Given the environment, senior lenders are unlikely to give any further consents. (That's one of the reasons why the junior bonds are trading at essentially nothing.)
As I wrote on multiple occasions, early on LINN had the opportunity to offer its equity to unsecured noteholders as part of a comprehensive restructuring offer. The company could have also repaid some of its bank debt from cash flow instead of paying high distributions. Some options could have opened up as a result.
Thank you for the update. A great well indeed.
Raw Energy,
I saw that, not looking good at all... oh well...
Raw Energy,
I would argue that the strategy should work well through the cycle - drill and complete while costs are low and "slow back" volumes with the hope that prices recover. On the other hand, drill less when costs are high.
The problem, of course, one needs a strong balance sheet to be able to do something like that.
Raw materials are bauxite, manganese, dolomite, etc. Feedstocks are mixed and crushed into powder than go through a process that includes high-temperature sintering and cooling.
There are multiple competitors to CARBO, both China- and U.S.-based, most of which are not publicly traded.
lol wut,
I think it is important to take what you are saying in the context of the bigger picture of this cycle. Will the Bakken be "called upon" for supply in the near term?
If it will, then OAS's core acreage should be economic to develop. If it is, teh value of PDPs would probably also be higher.
So the real questions are: what is currently the "baseload supply" and what is the timing of the upcycle.
I believe that initially the purpose is to give Oasis a chance to develop this block that they view as very promising. Third volumes may not be a big factor at this point.
Hi DanielHolzman,
I think there are two factors that impact my view here.

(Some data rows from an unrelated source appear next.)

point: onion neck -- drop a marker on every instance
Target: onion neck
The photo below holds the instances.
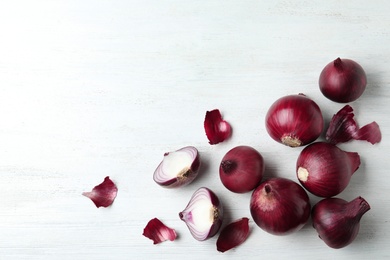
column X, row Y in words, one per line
column 228, row 166
column 291, row 141
column 354, row 161
column 358, row 207
column 338, row 64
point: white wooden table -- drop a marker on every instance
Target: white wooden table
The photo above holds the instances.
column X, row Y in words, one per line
column 90, row 89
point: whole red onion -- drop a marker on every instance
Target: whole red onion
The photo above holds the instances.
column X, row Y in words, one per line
column 294, row 120
column 280, row 206
column 324, row 169
column 241, row 169
column 343, row 80
column 337, row 221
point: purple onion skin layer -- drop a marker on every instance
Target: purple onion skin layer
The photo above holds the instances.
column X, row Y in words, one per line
column 342, row 80
column 186, row 178
column 337, row 221
column 186, row 214
column 241, row 169
column 280, row 206
column 294, row 120
column 329, row 169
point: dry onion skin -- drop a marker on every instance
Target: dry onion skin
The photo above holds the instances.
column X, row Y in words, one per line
column 104, row 194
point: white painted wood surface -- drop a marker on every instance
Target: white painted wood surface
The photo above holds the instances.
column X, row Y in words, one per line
column 90, row 89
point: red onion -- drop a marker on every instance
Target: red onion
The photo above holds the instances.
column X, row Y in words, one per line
column 104, row 194
column 280, row 206
column 241, row 169
column 342, row 81
column 343, row 128
column 217, row 129
column 233, row 235
column 294, row 120
column 337, row 221
column 324, row 169
column 178, row 168
column 203, row 214
column 158, row 231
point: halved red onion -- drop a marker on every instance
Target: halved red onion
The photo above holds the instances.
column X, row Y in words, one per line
column 343, row 128
column 324, row 169
column 233, row 235
column 203, row 214
column 178, row 168
column 158, row 231
column 104, row 194
column 294, row 120
column 217, row 129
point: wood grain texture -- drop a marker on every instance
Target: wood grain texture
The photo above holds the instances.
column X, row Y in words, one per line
column 90, row 89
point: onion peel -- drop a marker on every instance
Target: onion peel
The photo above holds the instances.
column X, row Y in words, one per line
column 343, row 128
column 233, row 235
column 217, row 129
column 158, row 231
column 104, row 194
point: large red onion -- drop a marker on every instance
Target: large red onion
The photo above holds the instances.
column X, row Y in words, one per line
column 343, row 80
column 294, row 120
column 324, row 169
column 233, row 235
column 280, row 206
column 241, row 169
column 337, row 221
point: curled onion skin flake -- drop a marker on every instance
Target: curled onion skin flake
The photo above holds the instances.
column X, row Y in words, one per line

First, Chevron is likely to have the following priority order in terms of sacrifices. Capex for new projects will be (and has been) cut first. Assets will go on the auction block second. Credit rating will be sacrificed to a certain degree, if unavoidable. Dividend will be among the last steps. I would not call my view cheerful - I am not trying to advise the company as to what the best course of action would be, I am just trying to figure out what would the most likely course of actual events be.
Can one draw an analogy with KMI or SDRL? I would say that a better one would probably be LINN (and i have written a tremendous amount on how critical it was for LINN to cut its distributions early on). I think Chevron is very far from looking like LINN in terms of leverage and asset profile, however.
The second important element is the trajectory and timing of oil prices which are not static.
Hi Gary,
A very keen observation.
Are you using the cash flow sensitivity on a quarterly basis or an annual basis? My estimate is for the quarter.
I am using 160-165 million barrels of liquids production in Q1 2016, including equity interest in affiliates' volumes. Some volumes are protected with PSA-style mechanisms. Some volumes are not oil but NGLs which may not have a 1:1 sensitivity to oil prices. I am also factoring in the decline trend in operating costs and cash tax impact.
The price decline in WTI from Q4 to Q3 is ~$8.75 per barrel. The decline in Brent is actually slightly wider. So, with some (admittedly not perfectly informed) assumptions, I come up with a change in cash flow of slightly below $1 billion per quarter. If your number is for a full year, we are actually not too far apart.
Hi 21793061,
I do not necessarily take a view on the strip price here (as I have to reserve that discussion for the OIL ANALYTIC subscription).
But I totally agree with your point that many things depend on whether the strip is viewed as the base case.
I agree, hedges would cap the upside relative to less hedged producers.
But it is a luxury problem to choose from - small upside or big upside.
The trade-off is some peace of mind with regard to downside.